Emphasizing Nazi Crimes
The map is dominated by black German Iron Crosses—each marking a Nazi war crime site, including mass executions, destroyed towns, forced labor camps, penal colonies, and prisoner-of-war camps. Special symbols denote concentration camps, extermination centers, and sub-camps, with Auschwitz-Birkenau prominently marked in the center. Massacre sites are differentiated by scale, from small rural killings to sites of over 10,000 victims.
Charting Resistance
In vivid contrast, colored stars and crosses represent various armed struggles and resistance movements. Red stars indicate Soviet and pro-Soviet units; orange crosses show regular Polish Army engagements; green crosses mark partisan actions. Additional icons identify sabotage campaigns, guerrilla skirmishes, and the locations of symbolic memorials or mass graves for Polish, Soviet, and Allied dead.
Memory and Ideology
While rich in geographic and commemorative detail, the map is unmistakably a product of its time: a socialist interpretation of history centered on Nazi aggression and Polish and Soviet sacrifice, with no mention of Jewish suffering, the Holocaust, or postwar Soviet repression. The narrative conforms to official state ideology—casting Poles and Soviets as united victims and heroes while omitting the complexities of ethnic, religious, or political dynamics.

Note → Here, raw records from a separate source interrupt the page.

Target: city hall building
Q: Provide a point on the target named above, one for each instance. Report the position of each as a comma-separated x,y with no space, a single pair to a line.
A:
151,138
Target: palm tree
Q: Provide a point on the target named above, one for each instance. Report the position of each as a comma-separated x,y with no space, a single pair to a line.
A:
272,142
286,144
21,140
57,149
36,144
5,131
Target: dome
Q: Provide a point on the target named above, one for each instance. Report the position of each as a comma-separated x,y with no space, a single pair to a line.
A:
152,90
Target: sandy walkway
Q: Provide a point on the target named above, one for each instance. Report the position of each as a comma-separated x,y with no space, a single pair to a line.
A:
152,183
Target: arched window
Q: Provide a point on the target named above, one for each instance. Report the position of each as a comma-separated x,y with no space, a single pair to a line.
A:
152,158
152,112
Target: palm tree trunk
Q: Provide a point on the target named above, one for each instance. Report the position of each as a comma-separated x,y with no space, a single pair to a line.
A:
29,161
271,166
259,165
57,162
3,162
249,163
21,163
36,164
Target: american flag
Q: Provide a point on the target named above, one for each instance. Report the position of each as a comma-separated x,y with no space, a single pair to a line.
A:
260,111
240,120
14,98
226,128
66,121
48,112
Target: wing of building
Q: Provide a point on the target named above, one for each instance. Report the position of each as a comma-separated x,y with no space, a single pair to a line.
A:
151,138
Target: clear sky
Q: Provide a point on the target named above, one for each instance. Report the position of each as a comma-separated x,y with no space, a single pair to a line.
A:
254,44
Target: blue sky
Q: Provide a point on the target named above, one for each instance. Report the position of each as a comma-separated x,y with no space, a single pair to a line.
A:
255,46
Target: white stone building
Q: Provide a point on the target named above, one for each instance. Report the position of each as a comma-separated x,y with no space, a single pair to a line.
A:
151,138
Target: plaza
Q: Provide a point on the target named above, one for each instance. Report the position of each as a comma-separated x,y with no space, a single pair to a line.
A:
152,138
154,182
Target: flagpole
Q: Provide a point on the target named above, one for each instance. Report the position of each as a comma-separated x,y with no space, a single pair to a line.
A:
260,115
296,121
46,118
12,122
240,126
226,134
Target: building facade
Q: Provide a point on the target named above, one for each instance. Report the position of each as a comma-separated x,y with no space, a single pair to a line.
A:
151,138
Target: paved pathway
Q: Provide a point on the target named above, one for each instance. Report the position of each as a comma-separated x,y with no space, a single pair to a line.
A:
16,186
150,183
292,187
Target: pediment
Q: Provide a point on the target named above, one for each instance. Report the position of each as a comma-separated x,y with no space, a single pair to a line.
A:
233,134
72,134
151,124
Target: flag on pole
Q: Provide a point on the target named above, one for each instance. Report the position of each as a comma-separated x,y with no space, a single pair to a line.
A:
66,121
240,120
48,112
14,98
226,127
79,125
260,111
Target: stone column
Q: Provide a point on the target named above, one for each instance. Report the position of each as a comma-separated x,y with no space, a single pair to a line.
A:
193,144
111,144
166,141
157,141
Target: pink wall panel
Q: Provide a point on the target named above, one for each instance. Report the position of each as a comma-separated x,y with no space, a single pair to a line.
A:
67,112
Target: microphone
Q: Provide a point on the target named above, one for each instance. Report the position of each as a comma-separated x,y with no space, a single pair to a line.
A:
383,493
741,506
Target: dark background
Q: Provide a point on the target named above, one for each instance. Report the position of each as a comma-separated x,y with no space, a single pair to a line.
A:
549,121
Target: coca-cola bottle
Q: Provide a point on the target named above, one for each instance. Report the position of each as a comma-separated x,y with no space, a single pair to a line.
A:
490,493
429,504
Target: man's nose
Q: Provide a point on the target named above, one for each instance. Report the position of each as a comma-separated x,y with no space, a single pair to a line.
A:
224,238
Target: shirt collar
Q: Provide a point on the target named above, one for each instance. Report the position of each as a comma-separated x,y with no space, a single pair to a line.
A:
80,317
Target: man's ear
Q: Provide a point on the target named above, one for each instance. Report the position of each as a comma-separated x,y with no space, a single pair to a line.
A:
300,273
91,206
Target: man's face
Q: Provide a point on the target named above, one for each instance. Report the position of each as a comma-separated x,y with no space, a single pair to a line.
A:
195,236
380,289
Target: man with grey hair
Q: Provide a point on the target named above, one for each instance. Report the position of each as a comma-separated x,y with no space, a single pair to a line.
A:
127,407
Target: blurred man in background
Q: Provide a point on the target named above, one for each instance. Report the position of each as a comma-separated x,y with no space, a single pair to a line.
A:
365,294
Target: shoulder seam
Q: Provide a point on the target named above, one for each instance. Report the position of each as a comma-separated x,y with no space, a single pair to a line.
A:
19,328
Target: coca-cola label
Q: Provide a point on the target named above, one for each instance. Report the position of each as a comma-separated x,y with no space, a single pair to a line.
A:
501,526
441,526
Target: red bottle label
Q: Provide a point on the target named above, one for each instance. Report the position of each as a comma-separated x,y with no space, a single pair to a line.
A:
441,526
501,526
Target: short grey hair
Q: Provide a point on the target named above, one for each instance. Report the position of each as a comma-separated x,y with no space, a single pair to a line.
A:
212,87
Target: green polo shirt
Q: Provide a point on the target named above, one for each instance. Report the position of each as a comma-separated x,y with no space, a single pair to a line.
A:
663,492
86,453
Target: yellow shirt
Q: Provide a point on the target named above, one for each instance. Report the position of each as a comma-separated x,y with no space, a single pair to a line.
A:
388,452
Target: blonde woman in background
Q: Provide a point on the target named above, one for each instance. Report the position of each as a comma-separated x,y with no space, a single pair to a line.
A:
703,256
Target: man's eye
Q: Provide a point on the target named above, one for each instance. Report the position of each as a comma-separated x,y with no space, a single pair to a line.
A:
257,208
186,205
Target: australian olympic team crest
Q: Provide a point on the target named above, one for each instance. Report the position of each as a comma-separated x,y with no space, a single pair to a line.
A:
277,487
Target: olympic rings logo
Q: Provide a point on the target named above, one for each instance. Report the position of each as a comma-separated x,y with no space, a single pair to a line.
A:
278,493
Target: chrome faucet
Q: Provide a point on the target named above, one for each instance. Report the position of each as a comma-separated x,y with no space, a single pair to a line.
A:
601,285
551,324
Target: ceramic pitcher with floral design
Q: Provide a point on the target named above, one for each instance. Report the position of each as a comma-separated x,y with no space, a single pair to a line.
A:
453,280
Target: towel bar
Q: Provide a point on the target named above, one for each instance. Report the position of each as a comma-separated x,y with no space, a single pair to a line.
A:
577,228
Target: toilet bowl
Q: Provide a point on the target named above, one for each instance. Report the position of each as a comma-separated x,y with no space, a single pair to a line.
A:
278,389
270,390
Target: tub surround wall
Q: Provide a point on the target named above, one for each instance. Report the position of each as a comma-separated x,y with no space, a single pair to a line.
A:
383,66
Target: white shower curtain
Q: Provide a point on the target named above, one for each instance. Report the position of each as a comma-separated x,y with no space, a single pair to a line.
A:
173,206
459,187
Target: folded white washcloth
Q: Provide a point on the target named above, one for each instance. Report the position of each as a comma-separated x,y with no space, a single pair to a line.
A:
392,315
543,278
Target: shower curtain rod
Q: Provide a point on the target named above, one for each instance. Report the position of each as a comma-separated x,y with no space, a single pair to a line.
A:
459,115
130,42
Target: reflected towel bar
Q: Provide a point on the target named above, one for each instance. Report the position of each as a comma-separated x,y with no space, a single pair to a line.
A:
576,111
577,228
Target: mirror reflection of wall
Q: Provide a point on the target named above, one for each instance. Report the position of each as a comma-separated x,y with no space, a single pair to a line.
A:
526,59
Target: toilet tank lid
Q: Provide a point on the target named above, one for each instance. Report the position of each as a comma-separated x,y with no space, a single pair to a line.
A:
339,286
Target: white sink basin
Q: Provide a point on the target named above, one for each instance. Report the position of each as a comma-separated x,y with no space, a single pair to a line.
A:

Issued during a period of growing international interest in Holocaust memory and now seen in light of Poland's evolving discourse on wartime complicity and victimhood, this map is not only a pedagogical artifact but a political document. It represents the intensity of Polish loss during WWII and the constraints of memory shaped by Cold War allegiances and censorship.
A key piece for collections on Holocaust geography, Eastern Bloc propaganda, Cold War education, or the historiography of WWII in Central Europe.